Ministry spokesman Dr Sandy Dawson said communities that encourage people to lead healthy lifestyles could be instrumental in helping combat conditions such as diabetes, heart disease and cancer.
``Diabetes Awareness Week launches tomorrow and it's a good time for all of us to think about how we can play a part in reducing the impact this life-threatening disease is having on our society,'' Dr Dawson said.
"With about 118,000 people diagnosed with diabetes and potentially a similar number who don't know they have it, diabetes is at epidemic proportions in New Zealand. It's estimated that by the end of this year more than 7500 people will have been newly diagnosed with diabetes. Of these more than 200 will be children and young people with newly developed type 1 diabetes, which we cannot prevent and which causes by far the biggest impact for individuals and their families.''
Importantly, type 2 diabetes, which is the most common type -- especially in Mäori and Pacific people -- can often be prevented and managed through lifestyle changes such as choosing healthy foods and doing more physical activity.
Dr Dawson said the Ministry fully supports Diabetes Awareness Week, which runs until November 29, and focuses on ?nipping it in the bud? -- looking at how people who have pre-diabetes can prevent or delay developing type 2 diabetes by changes in diet and physical activity.
``The new Primary Health Organisations (PHOs) are rising to the challenge of keeping people well,'' Dr Dawson said.
``Some PHOs are using their increased funding to offer people at risk early screening to detect diabetes. This screening also allows lifestyle advice for people with pre-diabetes which may include a Green Prescription with ongoing support provided by SPARC, and advice about nutritious foods to help keep the entire family healthy.
"We will always need health care that people trust and can afford to use if they are at risk, or if they actually develop diabetes.
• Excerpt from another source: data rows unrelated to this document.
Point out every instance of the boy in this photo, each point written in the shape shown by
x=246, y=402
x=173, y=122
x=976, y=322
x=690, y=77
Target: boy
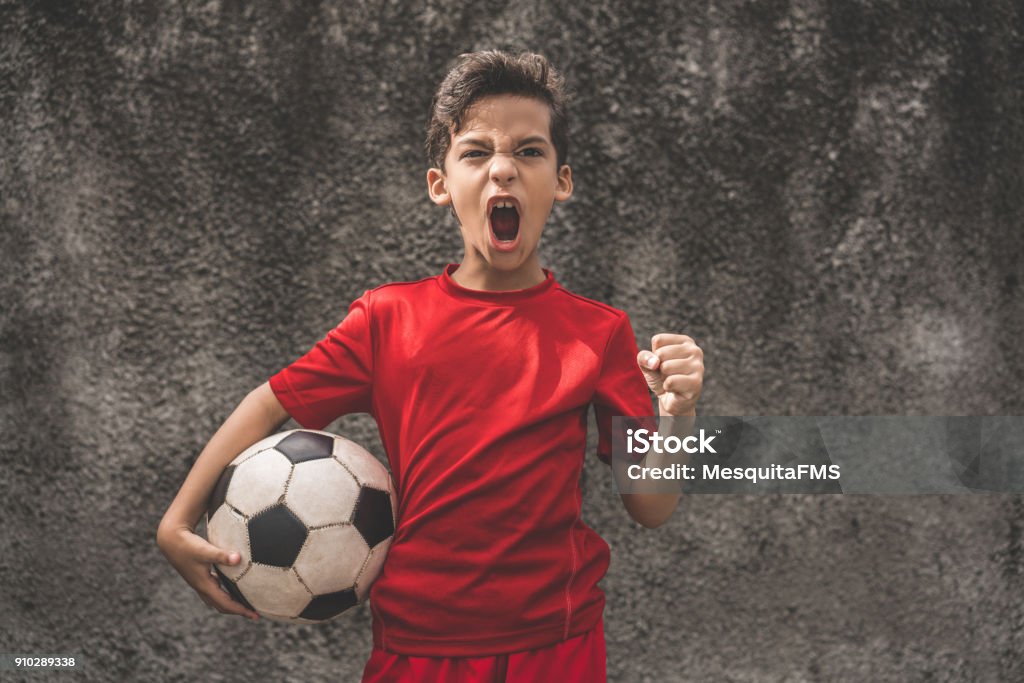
x=479, y=379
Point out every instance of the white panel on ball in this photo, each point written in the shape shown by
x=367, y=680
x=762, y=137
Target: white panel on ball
x=279, y=589
x=325, y=569
x=371, y=569
x=305, y=497
x=261, y=444
x=259, y=482
x=369, y=471
x=228, y=530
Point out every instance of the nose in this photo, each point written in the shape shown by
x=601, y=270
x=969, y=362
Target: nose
x=503, y=169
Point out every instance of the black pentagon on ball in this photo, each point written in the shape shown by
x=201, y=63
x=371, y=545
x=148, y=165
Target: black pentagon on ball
x=232, y=589
x=275, y=537
x=220, y=491
x=302, y=445
x=373, y=515
x=329, y=605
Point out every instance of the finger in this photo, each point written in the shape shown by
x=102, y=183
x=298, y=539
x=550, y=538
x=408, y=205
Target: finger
x=687, y=386
x=684, y=350
x=208, y=552
x=223, y=602
x=666, y=339
x=648, y=360
x=687, y=366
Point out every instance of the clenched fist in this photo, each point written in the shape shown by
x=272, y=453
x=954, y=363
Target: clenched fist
x=674, y=369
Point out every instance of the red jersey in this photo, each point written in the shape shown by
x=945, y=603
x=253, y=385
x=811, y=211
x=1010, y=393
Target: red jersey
x=480, y=398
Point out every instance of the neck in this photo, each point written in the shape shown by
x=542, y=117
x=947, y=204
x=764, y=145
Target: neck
x=478, y=274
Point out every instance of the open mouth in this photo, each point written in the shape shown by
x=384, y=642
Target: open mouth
x=505, y=221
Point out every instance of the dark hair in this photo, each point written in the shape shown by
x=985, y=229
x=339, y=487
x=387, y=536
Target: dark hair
x=476, y=75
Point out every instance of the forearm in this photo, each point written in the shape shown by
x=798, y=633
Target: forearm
x=258, y=416
x=653, y=509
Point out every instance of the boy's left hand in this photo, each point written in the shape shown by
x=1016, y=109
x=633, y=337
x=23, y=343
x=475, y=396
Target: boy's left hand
x=674, y=369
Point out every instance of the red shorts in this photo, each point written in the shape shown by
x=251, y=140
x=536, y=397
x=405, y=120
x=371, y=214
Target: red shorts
x=579, y=659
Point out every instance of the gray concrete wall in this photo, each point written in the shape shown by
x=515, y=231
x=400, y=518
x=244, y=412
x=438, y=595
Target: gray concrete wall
x=827, y=197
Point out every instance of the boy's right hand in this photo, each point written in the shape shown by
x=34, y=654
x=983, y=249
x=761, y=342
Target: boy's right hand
x=193, y=556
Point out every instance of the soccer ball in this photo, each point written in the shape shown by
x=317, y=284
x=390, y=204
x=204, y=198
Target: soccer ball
x=312, y=515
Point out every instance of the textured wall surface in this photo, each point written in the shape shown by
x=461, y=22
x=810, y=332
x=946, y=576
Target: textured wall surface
x=827, y=196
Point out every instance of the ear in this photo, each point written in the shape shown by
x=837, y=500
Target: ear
x=563, y=187
x=437, y=187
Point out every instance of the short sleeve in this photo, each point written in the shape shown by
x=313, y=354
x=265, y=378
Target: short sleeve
x=622, y=389
x=335, y=377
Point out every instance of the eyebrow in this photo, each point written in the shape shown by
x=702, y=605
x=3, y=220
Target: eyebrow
x=532, y=139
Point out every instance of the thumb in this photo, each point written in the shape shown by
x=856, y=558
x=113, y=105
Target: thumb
x=211, y=553
x=649, y=365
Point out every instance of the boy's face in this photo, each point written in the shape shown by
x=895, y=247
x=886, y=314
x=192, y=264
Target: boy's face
x=504, y=147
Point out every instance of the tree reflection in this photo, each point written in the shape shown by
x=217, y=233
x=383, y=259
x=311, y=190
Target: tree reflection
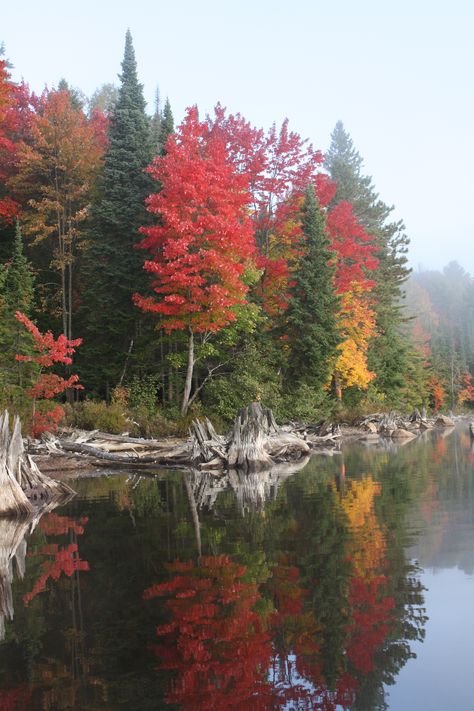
x=215, y=641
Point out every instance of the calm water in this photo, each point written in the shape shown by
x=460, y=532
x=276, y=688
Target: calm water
x=346, y=585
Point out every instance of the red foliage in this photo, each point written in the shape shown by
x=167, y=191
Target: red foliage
x=204, y=239
x=355, y=248
x=46, y=421
x=61, y=560
x=15, y=699
x=100, y=123
x=50, y=384
x=214, y=640
x=466, y=393
x=371, y=621
x=437, y=392
x=48, y=352
x=279, y=166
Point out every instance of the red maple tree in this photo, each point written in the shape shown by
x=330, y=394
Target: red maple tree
x=200, y=248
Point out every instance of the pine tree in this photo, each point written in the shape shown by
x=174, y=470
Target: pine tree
x=113, y=269
x=313, y=306
x=166, y=126
x=156, y=121
x=16, y=294
x=388, y=351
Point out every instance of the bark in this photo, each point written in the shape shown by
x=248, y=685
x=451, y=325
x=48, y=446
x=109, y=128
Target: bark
x=189, y=375
x=23, y=488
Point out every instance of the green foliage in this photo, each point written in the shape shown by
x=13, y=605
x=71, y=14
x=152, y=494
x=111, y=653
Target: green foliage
x=388, y=356
x=116, y=333
x=306, y=403
x=142, y=392
x=311, y=316
x=16, y=294
x=92, y=415
x=255, y=375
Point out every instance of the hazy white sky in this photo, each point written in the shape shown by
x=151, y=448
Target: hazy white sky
x=398, y=74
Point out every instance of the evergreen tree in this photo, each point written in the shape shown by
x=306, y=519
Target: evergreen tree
x=16, y=294
x=113, y=269
x=156, y=121
x=388, y=352
x=313, y=305
x=166, y=126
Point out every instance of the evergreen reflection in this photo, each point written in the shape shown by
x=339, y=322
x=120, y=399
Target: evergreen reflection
x=306, y=574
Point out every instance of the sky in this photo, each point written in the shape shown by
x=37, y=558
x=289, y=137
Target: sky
x=398, y=74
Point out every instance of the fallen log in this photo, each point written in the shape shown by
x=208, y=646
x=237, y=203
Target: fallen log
x=254, y=444
x=23, y=488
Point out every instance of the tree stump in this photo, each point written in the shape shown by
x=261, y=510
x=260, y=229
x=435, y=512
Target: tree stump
x=23, y=488
x=254, y=444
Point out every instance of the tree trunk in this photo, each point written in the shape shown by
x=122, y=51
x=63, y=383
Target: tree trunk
x=189, y=374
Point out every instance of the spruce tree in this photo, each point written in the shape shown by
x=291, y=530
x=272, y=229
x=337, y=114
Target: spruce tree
x=16, y=294
x=313, y=305
x=113, y=327
x=388, y=352
x=156, y=121
x=166, y=126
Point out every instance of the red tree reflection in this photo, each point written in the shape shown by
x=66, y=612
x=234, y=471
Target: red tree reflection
x=64, y=559
x=215, y=640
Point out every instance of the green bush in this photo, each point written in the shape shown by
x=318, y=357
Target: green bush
x=92, y=415
x=305, y=404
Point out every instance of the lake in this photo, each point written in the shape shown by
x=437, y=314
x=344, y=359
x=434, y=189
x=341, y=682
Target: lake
x=346, y=584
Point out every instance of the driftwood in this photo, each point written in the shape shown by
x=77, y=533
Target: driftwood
x=23, y=488
x=255, y=443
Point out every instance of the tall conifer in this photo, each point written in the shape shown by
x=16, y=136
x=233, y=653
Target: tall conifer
x=16, y=294
x=388, y=351
x=166, y=126
x=313, y=306
x=113, y=271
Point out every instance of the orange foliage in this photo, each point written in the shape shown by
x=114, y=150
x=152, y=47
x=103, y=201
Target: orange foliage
x=466, y=393
x=437, y=392
x=368, y=546
x=357, y=325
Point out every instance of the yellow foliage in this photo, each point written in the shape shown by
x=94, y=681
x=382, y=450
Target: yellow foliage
x=367, y=547
x=357, y=326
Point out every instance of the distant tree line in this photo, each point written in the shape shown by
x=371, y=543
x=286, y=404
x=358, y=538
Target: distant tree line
x=212, y=264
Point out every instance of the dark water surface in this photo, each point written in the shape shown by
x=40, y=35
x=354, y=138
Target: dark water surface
x=346, y=585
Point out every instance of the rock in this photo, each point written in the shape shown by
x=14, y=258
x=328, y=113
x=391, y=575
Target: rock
x=402, y=434
x=444, y=421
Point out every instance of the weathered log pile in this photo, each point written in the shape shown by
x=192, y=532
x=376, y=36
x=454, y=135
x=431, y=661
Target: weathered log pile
x=255, y=443
x=400, y=428
x=23, y=488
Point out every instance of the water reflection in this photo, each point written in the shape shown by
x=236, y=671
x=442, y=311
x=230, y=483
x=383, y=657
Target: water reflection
x=296, y=589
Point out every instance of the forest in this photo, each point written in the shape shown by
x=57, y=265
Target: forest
x=153, y=272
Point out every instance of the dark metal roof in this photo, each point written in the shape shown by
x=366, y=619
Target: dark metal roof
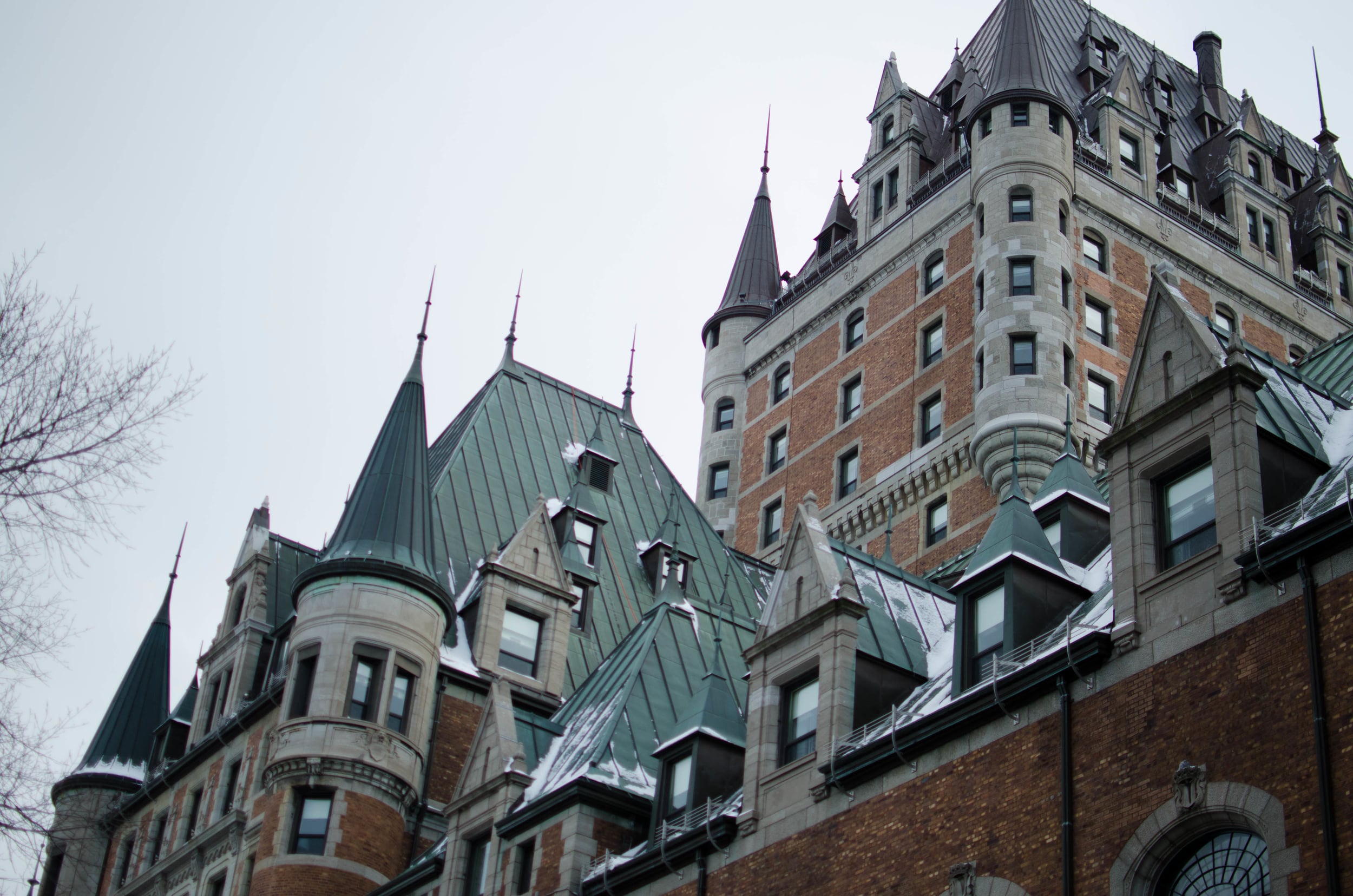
x=126, y=734
x=387, y=523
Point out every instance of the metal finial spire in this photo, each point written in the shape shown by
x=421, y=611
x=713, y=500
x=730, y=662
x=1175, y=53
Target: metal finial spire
x=423, y=332
x=766, y=152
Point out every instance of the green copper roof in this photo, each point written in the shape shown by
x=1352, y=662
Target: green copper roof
x=387, y=524
x=125, y=737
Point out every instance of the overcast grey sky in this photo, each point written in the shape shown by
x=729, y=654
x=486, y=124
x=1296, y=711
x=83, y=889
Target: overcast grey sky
x=268, y=187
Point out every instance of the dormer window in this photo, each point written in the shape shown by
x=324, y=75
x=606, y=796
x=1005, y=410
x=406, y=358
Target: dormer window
x=586, y=536
x=988, y=631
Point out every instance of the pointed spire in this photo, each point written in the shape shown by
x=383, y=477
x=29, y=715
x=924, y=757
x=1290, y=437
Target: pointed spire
x=386, y=525
x=509, y=360
x=125, y=738
x=1326, y=139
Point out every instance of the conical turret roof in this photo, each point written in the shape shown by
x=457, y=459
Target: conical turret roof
x=387, y=525
x=125, y=738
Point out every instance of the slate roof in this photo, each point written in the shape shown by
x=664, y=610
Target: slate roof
x=387, y=522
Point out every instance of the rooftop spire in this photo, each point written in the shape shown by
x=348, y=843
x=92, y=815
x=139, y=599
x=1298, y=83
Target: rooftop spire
x=386, y=524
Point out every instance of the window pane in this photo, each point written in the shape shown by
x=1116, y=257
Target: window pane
x=680, y=786
x=989, y=620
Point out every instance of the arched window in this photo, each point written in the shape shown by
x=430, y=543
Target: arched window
x=724, y=414
x=856, y=330
x=934, y=271
x=1095, y=252
x=1232, y=862
x=1253, y=168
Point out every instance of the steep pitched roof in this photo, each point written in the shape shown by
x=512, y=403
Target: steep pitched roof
x=387, y=523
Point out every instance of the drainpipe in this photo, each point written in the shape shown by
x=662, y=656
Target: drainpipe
x=1322, y=757
x=423, y=798
x=1064, y=700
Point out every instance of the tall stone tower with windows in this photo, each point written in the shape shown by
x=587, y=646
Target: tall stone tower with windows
x=748, y=298
x=351, y=748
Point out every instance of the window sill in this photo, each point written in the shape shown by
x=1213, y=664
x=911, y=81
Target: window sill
x=1161, y=579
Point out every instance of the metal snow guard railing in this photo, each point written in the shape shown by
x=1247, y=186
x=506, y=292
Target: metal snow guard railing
x=1337, y=489
x=999, y=666
x=694, y=819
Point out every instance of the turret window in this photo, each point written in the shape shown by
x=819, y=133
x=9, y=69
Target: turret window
x=777, y=451
x=781, y=385
x=772, y=520
x=1188, y=515
x=312, y=826
x=799, y=722
x=988, y=631
x=520, y=643
x=856, y=330
x=724, y=414
x=719, y=481
x=1022, y=276
x=401, y=702
x=937, y=523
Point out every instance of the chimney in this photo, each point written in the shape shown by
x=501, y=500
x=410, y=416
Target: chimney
x=1208, y=49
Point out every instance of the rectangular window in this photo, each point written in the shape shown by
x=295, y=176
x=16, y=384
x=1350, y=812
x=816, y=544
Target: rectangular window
x=932, y=343
x=580, y=619
x=932, y=420
x=934, y=274
x=364, y=688
x=1130, y=152
x=719, y=481
x=1099, y=396
x=1022, y=276
x=848, y=474
x=800, y=722
x=678, y=786
x=477, y=868
x=586, y=536
x=194, y=813
x=778, y=452
x=228, y=792
x=772, y=519
x=1094, y=251
x=988, y=631
x=526, y=859
x=853, y=400
x=1188, y=515
x=401, y=702
x=1022, y=357
x=520, y=642
x=937, y=522
x=312, y=825
x=1096, y=321
x=781, y=386
x=302, y=687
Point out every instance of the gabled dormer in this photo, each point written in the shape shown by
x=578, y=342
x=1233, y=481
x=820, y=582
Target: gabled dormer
x=1015, y=589
x=1070, y=508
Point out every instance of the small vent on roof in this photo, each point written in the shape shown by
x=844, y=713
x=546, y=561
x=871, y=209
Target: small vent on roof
x=599, y=476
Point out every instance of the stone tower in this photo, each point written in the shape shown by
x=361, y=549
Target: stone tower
x=350, y=752
x=748, y=297
x=1022, y=136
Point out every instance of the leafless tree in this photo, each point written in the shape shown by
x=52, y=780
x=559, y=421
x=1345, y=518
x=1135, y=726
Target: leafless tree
x=80, y=427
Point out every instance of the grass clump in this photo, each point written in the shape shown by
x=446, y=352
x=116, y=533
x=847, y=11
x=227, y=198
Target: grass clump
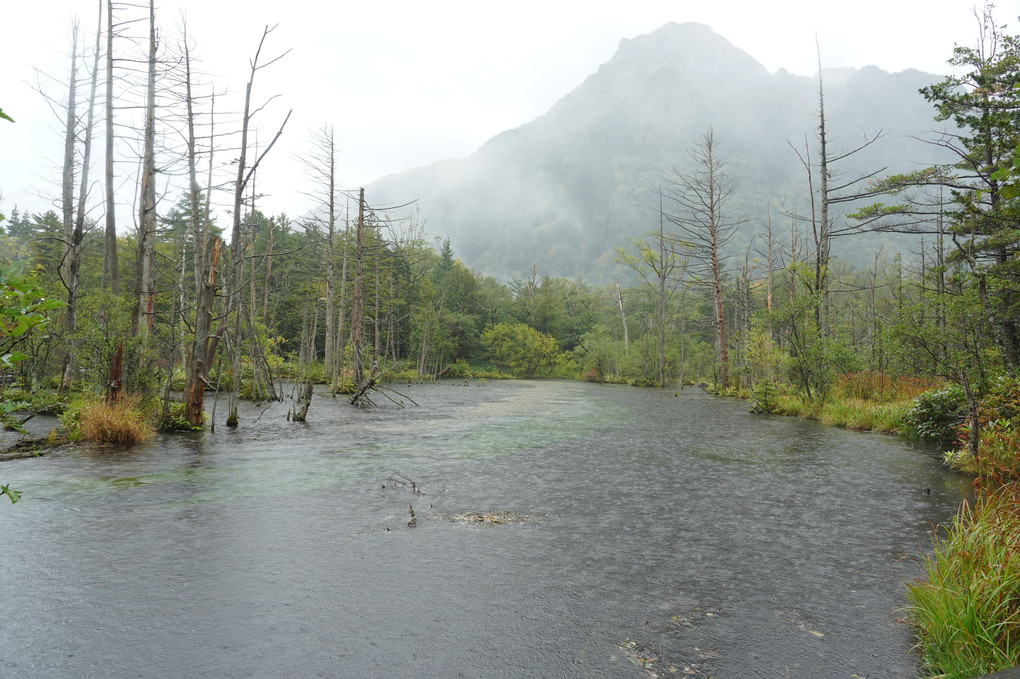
x=98, y=421
x=967, y=611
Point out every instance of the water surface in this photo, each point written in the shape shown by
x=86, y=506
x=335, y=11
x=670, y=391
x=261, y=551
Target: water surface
x=649, y=533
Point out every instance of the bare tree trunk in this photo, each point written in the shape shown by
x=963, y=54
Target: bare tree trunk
x=78, y=234
x=235, y=277
x=197, y=363
x=111, y=275
x=358, y=368
x=67, y=178
x=824, y=238
x=144, y=293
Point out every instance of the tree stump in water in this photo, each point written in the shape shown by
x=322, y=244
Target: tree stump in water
x=304, y=400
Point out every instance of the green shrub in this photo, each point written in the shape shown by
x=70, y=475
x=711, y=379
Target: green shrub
x=967, y=610
x=935, y=415
x=766, y=397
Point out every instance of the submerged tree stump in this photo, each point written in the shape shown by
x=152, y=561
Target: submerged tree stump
x=304, y=400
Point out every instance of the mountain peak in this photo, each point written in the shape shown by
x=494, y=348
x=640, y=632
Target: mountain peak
x=689, y=47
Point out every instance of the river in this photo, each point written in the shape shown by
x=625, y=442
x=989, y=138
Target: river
x=640, y=533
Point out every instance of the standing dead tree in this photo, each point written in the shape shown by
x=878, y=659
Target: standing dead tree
x=245, y=174
x=700, y=198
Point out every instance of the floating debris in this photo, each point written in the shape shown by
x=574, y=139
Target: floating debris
x=501, y=518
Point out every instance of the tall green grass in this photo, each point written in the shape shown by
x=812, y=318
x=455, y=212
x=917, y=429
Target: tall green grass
x=966, y=611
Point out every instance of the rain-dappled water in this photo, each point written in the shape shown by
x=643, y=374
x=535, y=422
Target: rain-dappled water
x=646, y=532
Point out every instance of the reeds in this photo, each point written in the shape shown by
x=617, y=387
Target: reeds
x=967, y=609
x=103, y=422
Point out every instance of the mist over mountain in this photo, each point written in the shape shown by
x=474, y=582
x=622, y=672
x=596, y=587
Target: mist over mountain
x=567, y=189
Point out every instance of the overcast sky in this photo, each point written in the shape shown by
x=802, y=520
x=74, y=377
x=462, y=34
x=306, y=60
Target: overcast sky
x=406, y=83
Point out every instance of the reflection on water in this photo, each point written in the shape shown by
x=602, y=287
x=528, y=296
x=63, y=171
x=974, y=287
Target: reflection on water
x=678, y=533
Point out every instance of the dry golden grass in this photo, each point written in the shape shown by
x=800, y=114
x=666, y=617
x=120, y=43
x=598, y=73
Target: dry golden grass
x=120, y=422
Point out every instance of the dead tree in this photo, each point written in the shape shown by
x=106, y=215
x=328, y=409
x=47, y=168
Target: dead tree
x=700, y=198
x=144, y=274
x=244, y=177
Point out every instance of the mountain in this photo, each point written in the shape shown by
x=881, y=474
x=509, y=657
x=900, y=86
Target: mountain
x=567, y=189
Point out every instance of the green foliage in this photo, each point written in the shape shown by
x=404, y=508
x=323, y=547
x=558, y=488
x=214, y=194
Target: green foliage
x=519, y=349
x=14, y=495
x=936, y=415
x=965, y=611
x=766, y=397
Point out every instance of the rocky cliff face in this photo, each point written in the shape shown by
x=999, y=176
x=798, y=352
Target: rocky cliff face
x=563, y=191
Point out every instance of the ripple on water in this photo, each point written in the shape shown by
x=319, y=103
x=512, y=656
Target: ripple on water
x=676, y=532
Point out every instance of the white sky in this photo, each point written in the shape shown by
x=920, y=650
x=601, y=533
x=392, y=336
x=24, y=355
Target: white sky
x=407, y=83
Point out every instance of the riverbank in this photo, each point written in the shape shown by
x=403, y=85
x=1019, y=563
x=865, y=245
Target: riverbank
x=965, y=609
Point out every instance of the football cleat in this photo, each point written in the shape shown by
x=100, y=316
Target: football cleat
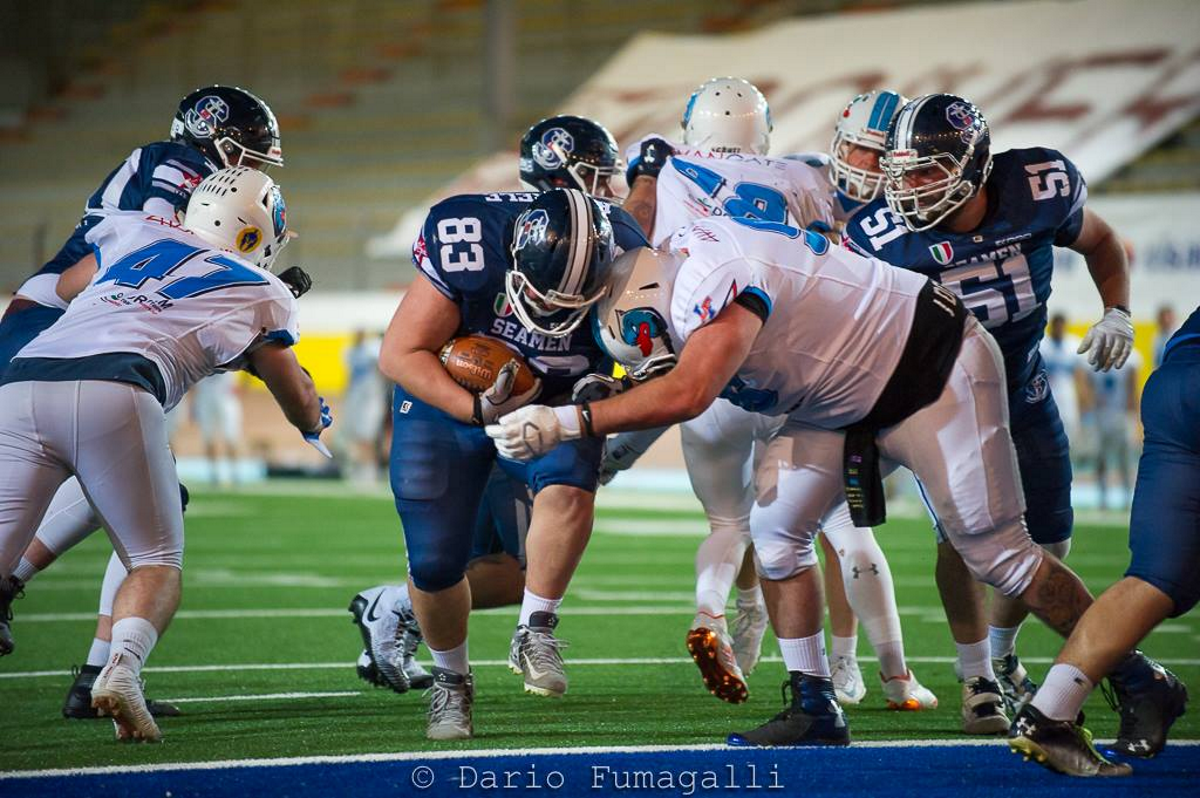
x=118, y=694
x=1014, y=682
x=983, y=707
x=810, y=717
x=748, y=629
x=1149, y=701
x=711, y=648
x=390, y=634
x=847, y=681
x=78, y=701
x=537, y=655
x=10, y=588
x=1060, y=745
x=906, y=694
x=451, y=697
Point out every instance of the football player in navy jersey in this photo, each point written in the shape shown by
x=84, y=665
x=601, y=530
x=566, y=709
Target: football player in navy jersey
x=214, y=127
x=525, y=269
x=561, y=151
x=1161, y=582
x=985, y=227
The good news is we now have more than two million people who can get more affordable care through their PHOs, and that includes paying less for many prescription medicines.
``However, local government, the food industry, schools, transport, and the workplace also need to be involved so that a healthy and more active lifestyle is achievable for everyone. It has been really encouraging to see so many organisations from these different sectors contribute to the `Healthy Eating, Healthy Action' implementation plan, which was developed by the Ministry of Health to coordinate interagency action to improve the environment to encourage better nutrition and more physical activity.''
Advances in tackling pre-diabetes are being made by District Health Boards (DHBs) across New Zealand, including Waikato DHB with its Te Wai O Rona project that's developing and testing the best ways to identify and support people with pre-diabetes.
Several other DHBs, for example Auckland, Counties Manukau and Mid Central, have comprehensive plans which include offering more intensive services for children and teenagers who are significantly overweight or otherwise at risk.
As well as trying to prevent ill health through health promotion and education, PHOs are also targeting long-term disease management through the new Care Plus service.
Introduced by the Ministry through PHOs from July this year, Care Plus is aimed at people who need to visit their family GP or nurse often because of significant long-term illnesses such as diabetes or heart disease. Since its introduction, 55 of the country's 77 PHOs have taken up the Care Plus option, either by beginning the programme or entering the preparatory phase.